Swoją pierwszą samodzielną publikację pt. Zaraza. Mitologia dżumy, cholery i AIDS, Monika Sznajderman wydała w 1994 r. Na stronach książki autorka przedstawia antropologiczną analizę epidemii jako zjawiska granicznego, unieważniającego w dużej mierze ład i porządek społeczny, cywilizacyjny i kulturowy. Nic dziwnego, że od tysiącleci wszelkim plagom towarzyszyło myślenie mitologiczne, którego głównym zadaniem jest zawsze przywrócenie kosmicznego porządku. Studium epidemii jako konstruktu i doświadczenia kulturowego to lektura fascynująca i na wielu poziomach odkrywcza. W 2020 r., w czasach pandemii koronawirusa, książka została wznowiona, ukazując uniwersalność tej dokonanej dekady temu analizy. Kiedy powstawała Zaraza, Monika Sznajderman opisywał bowiem bardzo głęboką, mitologiczną warstwę europejskiej formacji kulturowej, która mimo całej nowoczesności i dynamiki naszej cywilizacji pozostaje w dużej mierze niezmienna.

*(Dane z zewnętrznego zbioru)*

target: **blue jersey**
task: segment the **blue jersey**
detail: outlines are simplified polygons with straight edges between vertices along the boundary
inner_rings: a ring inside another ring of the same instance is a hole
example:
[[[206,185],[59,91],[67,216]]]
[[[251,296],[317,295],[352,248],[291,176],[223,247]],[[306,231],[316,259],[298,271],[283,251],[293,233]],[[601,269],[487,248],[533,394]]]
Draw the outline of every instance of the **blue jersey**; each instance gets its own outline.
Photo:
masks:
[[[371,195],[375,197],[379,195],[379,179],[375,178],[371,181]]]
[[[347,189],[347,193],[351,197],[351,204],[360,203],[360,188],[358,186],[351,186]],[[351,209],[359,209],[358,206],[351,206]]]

W ciągu kilku następnych lat spod pióra autorki wyszły jeszcze dwa tytułu stricte antropologiczne: Biblia Pauperum. Szkice o wideo i kulturze popularnej (1998) i Błazen. Maski i metafory (2000).
Wydaną w 2016 r. książką Fałszerze pieprzu. Historie rodzinne Monika Sznajderman zwróciła uwagę nie tylko polskiej, ale i europejskiej krytyki. Jak pisze autorka w wstępie, nie jest to pozycja historyczna, lecz narracja o pamięci. Tak naprawdę o dwóch pamięciach: polskiej i żydowskiej, które spotkały się w jej rodzinie. W tym mikroświecie, wycinku rodzinnych losów, w ogromnej mierze udało się autorce uchwycić i oddać tragizm XX w. W lekturze uderza, bo też taki był zamysł literacki, zupełna równoległość i oddzielność biografii strony żydowskiej i polskiej, w których praktycznie brakuje linii stycznych. Wyeksponowana jest ich wzajemna obcość – to dwa w zasadzie nieprzenikające się światy, które w bliższą interakcję weszły dopiero po II wojnie światowej. Za poruszających Fałszerzy pieprzu Monika Sznajderman był powszechnie chwalona, zarówno przez krytykę, jak i czytelników. Ta niełatwa, lecz piękna proza została doceniona nominacjami do Nagrody Nike, Literackiej Nagrody Europy Środkowej Angelus oraz Nagrody im. Ryszarda Kapuścińskiego oraz wyróżniona Nagrodą im. Marii i Łukasza Hirszowiczów i Nagrodą im. Jerzego Turowicza. Do bolesnego tematu Zagłady pisarka wróciła jeszcze w napisanej wspólnie z Magdaleną Kicińską książce Przecież ich nie zostawię. O żydowskich opiekunkach w czasie wojny.
W 2019 r. wydała Monika Sznajderman Pusty las, kolejną pozycje poświęconą trudnej przeszłości. Tym razem pisarka pochyla się nad losami mieszkańców Beskidu Niskiego, a konkretniej Wołowca – miejsca, które blisko 30 lat temu wybrała na swój dom. To melancholijna opowieść o jego dawnych mieszkańcach, ludziach zmiecionych przez historię; Łemkach, Żydach czy Cyganach, którzy ginęli, wyjeżdżali, byli wyrzucani. Dziś ich nie ma, a pamięć o nich próbuje przywrócić autorka. Za Pusty Las Monika Sznajderman dostała drugą w swojej karierze nominację do Nagrody Nike.